Context:
The Lok Sabha has passed the Banking Laws (Amendment) Bill, 2024, aiming to strengthen governance, enhance customer convenience, and improve the stability of the banking sector.
Objectives of the Bill
- Strengthening Governance:
- Enhances transparency and operational efficiency in banking practices.
- Improving Customer Convenience:
- Introduces measures to provide flexibility and ease of use for account holders.
- Protecting Depositors:
- Aims to bolster depositor trust and ensure the safety of their funds.
- Ensuring Sector Stability:
- Aligns banking practices with robust governance frameworks to enhance resilience.
Key Provisions of the Bill
- Increased Nominees for Accounts:
- Allows up to four nominees for bank accounts.
- Permits successive nomination for lockers, adding flexibility in asset access and management.
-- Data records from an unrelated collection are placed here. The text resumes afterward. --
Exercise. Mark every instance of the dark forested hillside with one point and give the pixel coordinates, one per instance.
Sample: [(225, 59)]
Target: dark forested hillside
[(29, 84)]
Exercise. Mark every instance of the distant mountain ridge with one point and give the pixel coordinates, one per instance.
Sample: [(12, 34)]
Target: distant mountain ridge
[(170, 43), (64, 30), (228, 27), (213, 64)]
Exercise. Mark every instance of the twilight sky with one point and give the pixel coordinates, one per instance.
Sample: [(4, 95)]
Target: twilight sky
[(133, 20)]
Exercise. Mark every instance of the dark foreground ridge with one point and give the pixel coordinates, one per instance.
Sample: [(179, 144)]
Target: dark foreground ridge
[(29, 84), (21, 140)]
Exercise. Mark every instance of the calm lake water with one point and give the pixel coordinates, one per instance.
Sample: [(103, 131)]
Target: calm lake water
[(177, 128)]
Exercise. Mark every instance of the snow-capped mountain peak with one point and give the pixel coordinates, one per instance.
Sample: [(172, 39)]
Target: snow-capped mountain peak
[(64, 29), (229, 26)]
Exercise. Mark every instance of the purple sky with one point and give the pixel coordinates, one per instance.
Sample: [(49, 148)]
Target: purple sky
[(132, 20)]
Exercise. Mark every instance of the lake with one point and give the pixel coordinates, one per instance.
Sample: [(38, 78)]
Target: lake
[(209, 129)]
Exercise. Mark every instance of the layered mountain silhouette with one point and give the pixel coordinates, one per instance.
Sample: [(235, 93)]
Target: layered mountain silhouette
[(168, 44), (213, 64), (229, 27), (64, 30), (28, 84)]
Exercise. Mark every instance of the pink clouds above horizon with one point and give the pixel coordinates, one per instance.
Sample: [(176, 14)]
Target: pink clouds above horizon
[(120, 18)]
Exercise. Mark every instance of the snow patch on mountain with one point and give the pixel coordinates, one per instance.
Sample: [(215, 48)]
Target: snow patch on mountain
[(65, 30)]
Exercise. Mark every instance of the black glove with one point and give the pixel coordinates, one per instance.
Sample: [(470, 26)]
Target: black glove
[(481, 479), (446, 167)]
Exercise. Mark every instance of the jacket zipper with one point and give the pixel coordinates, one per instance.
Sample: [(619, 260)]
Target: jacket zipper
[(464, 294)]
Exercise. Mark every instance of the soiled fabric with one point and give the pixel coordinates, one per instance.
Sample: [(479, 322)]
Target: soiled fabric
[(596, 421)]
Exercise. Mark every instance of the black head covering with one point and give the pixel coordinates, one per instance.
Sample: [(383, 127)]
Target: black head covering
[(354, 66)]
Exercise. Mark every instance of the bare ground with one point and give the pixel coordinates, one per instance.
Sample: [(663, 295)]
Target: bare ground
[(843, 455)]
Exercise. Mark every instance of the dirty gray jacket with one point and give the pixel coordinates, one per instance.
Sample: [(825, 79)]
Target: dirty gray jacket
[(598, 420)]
- Redefining ‘Substantial Interest’:
- Increases the eligibility threshold for directors from ₹5 lakh to ₹2 crore, ensuring stronger financial accountability.
- Cooperative Bank Directors:
- Extends the tenure of directors from 8 years to 10 years.
- Allows Central Cooperative Bank directors to serve on the boards of State Cooperative Banks, promoting continuity and expertise.
- Statutory Auditor Remuneration:
- Empowers banks to independently decide the remuneration of statutory auditors, increasing operational autonomy.
- Revised Reporting Dates for Compliance:
- Changes reporting dates to the 15th and last day of every month, ensuring consistent compliance and oversight.
Implications of the Act
- For Customers:
- Provides greater flexibility with multiple nominees for accounts.
- Offers enhanced clarity regarding compliance and reporting norms.
- For Banks:
- Strengthens governance frameworks and operational independence.
- Aligns eligibility criteria for directors with modern banking standards.
- For Sector Stability:
- Reinforces depositor confidence in the banking system.
- Enhances the overall resilience and reliability of the banking sector.